O próximo filme será rodado lá?
Vamos ver. Há uma região que gosto muito que se chama Carélia, estou interessado na comunidade de Kalevala. Os habitantes são uma mistura entre finlandeses e russos e conectados com uma loucura que me fascina. Estou a fazer investigação e vou falar com as pessoas.

Porque lhe interessam estas personagens excêntricas?
Porque a loucura sempre esteve presente na minha vida. Tive de lidar com casos de loucura de pessoas próximas e é preciso perder o medo – se o perdes podes encontrar a beleza.

O gosto pelo cinema começou cedo – no cineclube, a ver filmes que não eram para a sua idade.
Sim. Via filmes de Krzysztof Zanussi, Wajda, Zulawski, do cinema polaco ao francês, asiático, russo. E isto aos 8 anos. O vício só foi crescendo. Em 1990 comprei a minha câmara e comecei a gravar sem parar. Dava cabo das câmaras de tanto as usar. Com “Ivan Z” o meu cinema chegou às pessoas, começaram a pedir-me para participar em festivais. Mas nunca me interessei em comercializar os filmes, sobrevivo a dar aulas.

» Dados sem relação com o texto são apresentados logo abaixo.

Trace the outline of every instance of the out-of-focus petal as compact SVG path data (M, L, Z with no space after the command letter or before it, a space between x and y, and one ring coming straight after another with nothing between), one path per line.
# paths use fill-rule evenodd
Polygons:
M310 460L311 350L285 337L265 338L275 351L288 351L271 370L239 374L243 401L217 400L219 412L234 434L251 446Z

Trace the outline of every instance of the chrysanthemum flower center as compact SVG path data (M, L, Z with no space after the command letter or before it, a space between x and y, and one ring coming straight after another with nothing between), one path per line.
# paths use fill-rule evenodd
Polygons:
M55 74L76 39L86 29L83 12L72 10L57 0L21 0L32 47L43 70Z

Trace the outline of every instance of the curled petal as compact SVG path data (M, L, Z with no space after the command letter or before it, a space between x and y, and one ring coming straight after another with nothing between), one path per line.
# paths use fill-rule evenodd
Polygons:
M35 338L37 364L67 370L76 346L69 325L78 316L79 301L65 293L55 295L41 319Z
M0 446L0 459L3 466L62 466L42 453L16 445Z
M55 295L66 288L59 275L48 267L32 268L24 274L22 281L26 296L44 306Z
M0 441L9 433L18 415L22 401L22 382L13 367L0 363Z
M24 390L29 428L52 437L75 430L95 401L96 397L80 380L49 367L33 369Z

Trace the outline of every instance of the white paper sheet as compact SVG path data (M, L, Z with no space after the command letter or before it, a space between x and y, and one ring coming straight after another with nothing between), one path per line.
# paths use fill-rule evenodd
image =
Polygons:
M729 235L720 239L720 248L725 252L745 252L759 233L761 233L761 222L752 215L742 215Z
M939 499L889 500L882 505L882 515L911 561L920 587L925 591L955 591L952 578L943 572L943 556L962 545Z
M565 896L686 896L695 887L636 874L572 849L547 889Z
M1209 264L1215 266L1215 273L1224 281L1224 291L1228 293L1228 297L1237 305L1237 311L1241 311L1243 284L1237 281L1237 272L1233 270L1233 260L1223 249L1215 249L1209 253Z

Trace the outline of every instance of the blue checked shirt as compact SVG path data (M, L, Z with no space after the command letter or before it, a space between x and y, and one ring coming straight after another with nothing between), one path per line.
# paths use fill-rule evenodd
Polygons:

Sobre essa infância no cineclube: como é que conseguia ver os filmes para maiores de idade?
Saía sempre cinco minutos antes do filme terminar para evitar conflitos. E logo pedi ao meu pai que me apresentasse ao projecionista e ele ficou fascinado com um miúdo que gostava dos filmes que ele programava com tanto carinho. Até me ofereceu o anuário dos filmes que ele projetava com todas as fichas técnicas, que se tornou a minha bíblia. Era ele que me deixava entrar na sala.

A paixão pelo cinema nasceu em família?
Os meus pais não eram propriamente cinéfilos. Tudo surgiu da casualidade de haver um cineclube no sítio onde trabalhava o meu pai. Ele era jornalista e diretor de uma revista cultural e a minha mãe pintora. Eles queriam que eu fosse músico, violinista. Mas o mundo do conservatório parecia-me muito estranho, era competitivo e eu nunca gostei da competitividade. O Oleg também odiava os conservatórios. Disse-me um dia uma coisa muito bonita: “Andrés, quero fazer um concurso de música mas sem prémios”.

É um pouco como o seu cinema: filma sem esperar retorno.
Sim. Mas o estranho é que isto seja estranho. Muitas vezes já me disseram “porque é que não fazes coisas mais profissionais, comporta-te como um adulto”, e eu digo que não quero. Não me interessa.